Ethinylestradiol/norethisterone acetate

Combination of
- Ethinylestradiol: Estrogen
- Norethisterone acetate: Progestogen

Clinical data
- Trade names: Femlyv, Estrostep, Loestrin, Microgestin, others
- Other names: EE/NETA
- AHFS/Drugs.com: Professional Drug Facts
- License data: US DailyMed: Norethindrone acetate and ethinyl estradiol;
- Routes of administration: By mouth
- ATC code: G03AB04 (WHO) ;

Legal status
- Legal status: CA: ℞-only; US: ℞-only;

Identifiers
- CAS Number: 8015-12-1;
- PubChem CID: 63020;
- KEGG: D04483;

Chemical and physical data
- 3D model (JSmol): Interactive image;
- SMILES CC(=O)OC1(CCC2C1(CCC3C2CCC4=CC(=O)CCC34)C)C#C.CC12CCC3C(C1CCC2(C#C)O)CCC4=C3C=CC(=C4)O;
- InChI InChI=1S/C22H28O3.C20H24O2/c1-4-22(25-14(2)23)12-10-20-19-7-5-15-13-16(24)6-8-17(15)18(19)9-11-21(20,22)3;1-3-20(22)11-9-18-17-6-4-13-12-14(21)5-7-15(13)16(17)8-10-19(18,20)2/h1,13,17-20H,5-12H2,2-3H3;1,5,7,12,16-18,21-22H,4,6,8-11H2,2H3/t17-,18+,19+,20-,21-,22-;16-,17-,18+,19+,20+/m01/s1; Key:GEONECATAKDDLT-JDSZYESASA-N;

= Ethinylestradiol/norethisterone acetate =

Pharmaceutical combination

Ethinylestradiol/norethisterone acetate (EE/NETA), or ethinylestradiol/norethindrone acetate, is a combination of ethinylestradiol (EE) and norethisterone acetate (NETA) which is used as birth control and menopausal hormone therapy.
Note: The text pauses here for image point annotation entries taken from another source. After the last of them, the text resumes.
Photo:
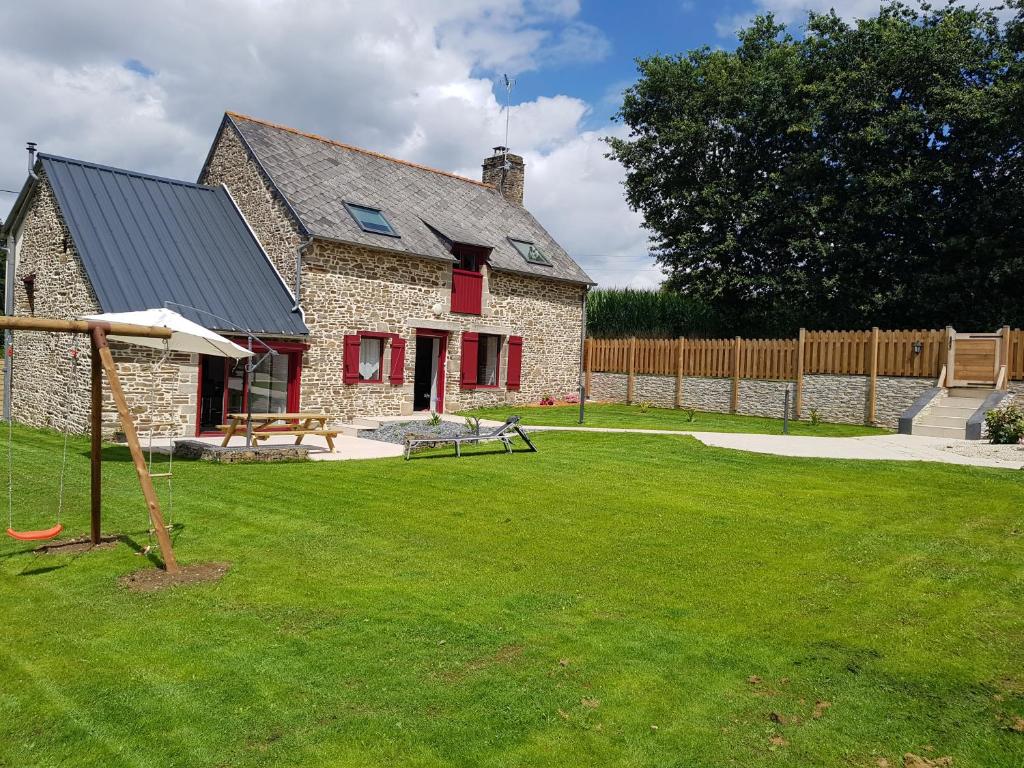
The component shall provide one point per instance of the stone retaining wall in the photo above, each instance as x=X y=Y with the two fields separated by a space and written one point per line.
x=836 y=398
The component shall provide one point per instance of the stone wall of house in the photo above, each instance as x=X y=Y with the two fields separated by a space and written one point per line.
x=50 y=387
x=265 y=211
x=347 y=289
x=350 y=289
x=836 y=398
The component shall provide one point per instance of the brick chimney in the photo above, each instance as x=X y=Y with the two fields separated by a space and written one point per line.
x=507 y=173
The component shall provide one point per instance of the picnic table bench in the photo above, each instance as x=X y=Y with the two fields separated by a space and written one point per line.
x=268 y=425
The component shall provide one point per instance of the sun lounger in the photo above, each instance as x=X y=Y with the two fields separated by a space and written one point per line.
x=503 y=434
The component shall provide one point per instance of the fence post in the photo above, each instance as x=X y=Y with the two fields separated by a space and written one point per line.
x=680 y=351
x=590 y=368
x=1005 y=357
x=873 y=370
x=947 y=339
x=734 y=404
x=798 y=399
x=631 y=377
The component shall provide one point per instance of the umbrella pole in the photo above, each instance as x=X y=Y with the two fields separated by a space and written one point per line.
x=249 y=386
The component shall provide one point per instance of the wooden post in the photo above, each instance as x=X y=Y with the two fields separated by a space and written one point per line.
x=734 y=403
x=798 y=400
x=631 y=377
x=680 y=357
x=128 y=425
x=590 y=368
x=95 y=443
x=873 y=373
x=1005 y=357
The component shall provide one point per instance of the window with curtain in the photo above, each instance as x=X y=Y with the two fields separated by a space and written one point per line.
x=371 y=358
x=486 y=360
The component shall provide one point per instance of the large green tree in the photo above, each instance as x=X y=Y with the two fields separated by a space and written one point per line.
x=858 y=174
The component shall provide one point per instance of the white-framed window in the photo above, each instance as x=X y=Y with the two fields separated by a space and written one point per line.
x=371 y=358
x=487 y=355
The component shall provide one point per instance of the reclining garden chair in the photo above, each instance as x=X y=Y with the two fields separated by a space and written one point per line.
x=503 y=433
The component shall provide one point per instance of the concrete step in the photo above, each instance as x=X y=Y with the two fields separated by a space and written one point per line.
x=974 y=393
x=931 y=419
x=956 y=402
x=943 y=410
x=939 y=431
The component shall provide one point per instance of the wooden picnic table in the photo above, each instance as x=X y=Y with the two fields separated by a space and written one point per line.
x=298 y=424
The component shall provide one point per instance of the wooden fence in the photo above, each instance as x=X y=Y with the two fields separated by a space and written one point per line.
x=870 y=353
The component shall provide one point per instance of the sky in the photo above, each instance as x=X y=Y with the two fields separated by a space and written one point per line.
x=143 y=86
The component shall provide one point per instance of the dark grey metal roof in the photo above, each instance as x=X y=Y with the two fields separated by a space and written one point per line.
x=147 y=242
x=316 y=176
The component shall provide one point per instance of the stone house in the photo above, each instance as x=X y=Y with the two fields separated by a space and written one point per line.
x=404 y=288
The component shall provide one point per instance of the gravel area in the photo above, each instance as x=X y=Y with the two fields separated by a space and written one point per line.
x=396 y=431
x=983 y=450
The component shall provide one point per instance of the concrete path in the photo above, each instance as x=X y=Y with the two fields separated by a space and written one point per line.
x=878 y=448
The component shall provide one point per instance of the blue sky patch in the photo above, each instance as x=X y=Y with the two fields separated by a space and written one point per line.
x=133 y=65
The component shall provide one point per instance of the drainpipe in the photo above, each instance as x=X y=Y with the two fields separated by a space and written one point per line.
x=298 y=273
x=8 y=298
x=583 y=351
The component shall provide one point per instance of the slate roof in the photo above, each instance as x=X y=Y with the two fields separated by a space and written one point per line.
x=145 y=241
x=315 y=176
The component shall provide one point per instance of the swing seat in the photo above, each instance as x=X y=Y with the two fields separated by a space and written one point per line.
x=36 y=536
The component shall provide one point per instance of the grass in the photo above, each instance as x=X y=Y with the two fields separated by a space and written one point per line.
x=631 y=601
x=635 y=417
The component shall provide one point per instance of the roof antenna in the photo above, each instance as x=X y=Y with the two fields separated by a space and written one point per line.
x=509 y=85
x=506 y=166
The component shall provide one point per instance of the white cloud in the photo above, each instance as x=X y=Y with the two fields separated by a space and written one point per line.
x=143 y=86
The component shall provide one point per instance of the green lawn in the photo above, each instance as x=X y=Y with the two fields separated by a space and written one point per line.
x=634 y=600
x=632 y=417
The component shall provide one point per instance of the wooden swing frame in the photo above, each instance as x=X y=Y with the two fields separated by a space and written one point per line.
x=101 y=360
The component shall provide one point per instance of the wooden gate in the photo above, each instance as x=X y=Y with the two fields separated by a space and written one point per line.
x=974 y=359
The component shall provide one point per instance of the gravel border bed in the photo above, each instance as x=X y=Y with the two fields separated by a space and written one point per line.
x=982 y=450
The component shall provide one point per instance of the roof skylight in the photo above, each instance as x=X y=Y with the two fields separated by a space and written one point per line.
x=530 y=252
x=371 y=220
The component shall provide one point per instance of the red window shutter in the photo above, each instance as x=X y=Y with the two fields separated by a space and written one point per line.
x=467 y=292
x=397 y=360
x=514 y=374
x=470 y=343
x=351 y=361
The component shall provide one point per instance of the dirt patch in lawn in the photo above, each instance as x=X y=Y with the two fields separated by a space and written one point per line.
x=506 y=655
x=154 y=580
x=76 y=546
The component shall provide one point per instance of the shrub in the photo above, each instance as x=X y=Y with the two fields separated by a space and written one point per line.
x=1006 y=425
x=617 y=312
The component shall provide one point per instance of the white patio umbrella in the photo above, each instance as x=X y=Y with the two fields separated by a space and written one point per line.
x=185 y=335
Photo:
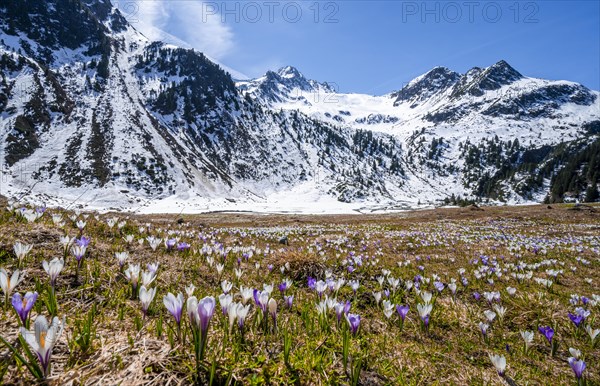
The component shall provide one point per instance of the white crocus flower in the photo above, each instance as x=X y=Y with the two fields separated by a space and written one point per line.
x=43 y=339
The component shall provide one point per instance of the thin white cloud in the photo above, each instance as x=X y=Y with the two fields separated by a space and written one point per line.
x=182 y=21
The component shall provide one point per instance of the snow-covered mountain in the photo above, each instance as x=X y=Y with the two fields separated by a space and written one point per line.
x=93 y=113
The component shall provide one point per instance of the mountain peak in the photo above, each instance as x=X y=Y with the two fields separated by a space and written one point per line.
x=423 y=87
x=289 y=72
x=503 y=70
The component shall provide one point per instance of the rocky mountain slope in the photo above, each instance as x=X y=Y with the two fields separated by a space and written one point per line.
x=93 y=113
EE is an estrogen, while norethisterone acetate (NETA) is a progestin. It is taken by mouth. Some preparations of EE/NETA used in birth control additionally contain an iron supplement in the form of ferrous fumarate.

Norethindrone acetate and ethinyl estradiol have been approved in the US for the prevention of pregnancy as a swallowable tablet since 1968. In 2022, the combination of ethinylestradiol with norethisterone or with norethisterone acetate was the 80th most commonly prescribed medication in the United States, with more than 8 million prescriptions. It is available as a generic medication.

== Medical uses ==
Ethinylestradiol/norethisterone acetate is indicated for use by females of reproductive potential to prevent pregnancy.

Ethinylestradiol/norethisterone acetate is also indicated in women with an intact uterus for the treatment of moderate to severe vasomotor symptoms associated with the menopause; and for prevention of postmenopausal osteoporosis.

==Society and culture==
=== Legal status ===
In July 2024, the US Food and Drug Administration (FDA) approved Femlyv, the first orally disintegrating tablet for the prevention of pregnancy. Norethindrone acetate and ethinyl estradiol have been approved in the US for the prevention of pregnancy as a swallowable tablet since 1968.

===Brand names===
Brand names include Anovlar, Blisovi, Cumorit, Estrostep, Femhrt, Femlyv, Fyavolv, Gildess, Junel, Larin, Leribane, Loestrin, Lo Loestrin (Lo Lo), Mibelas, Microgestin, Minastrin, Norlestrin, Primodos, Taytulla, and Tri-Legest, among others.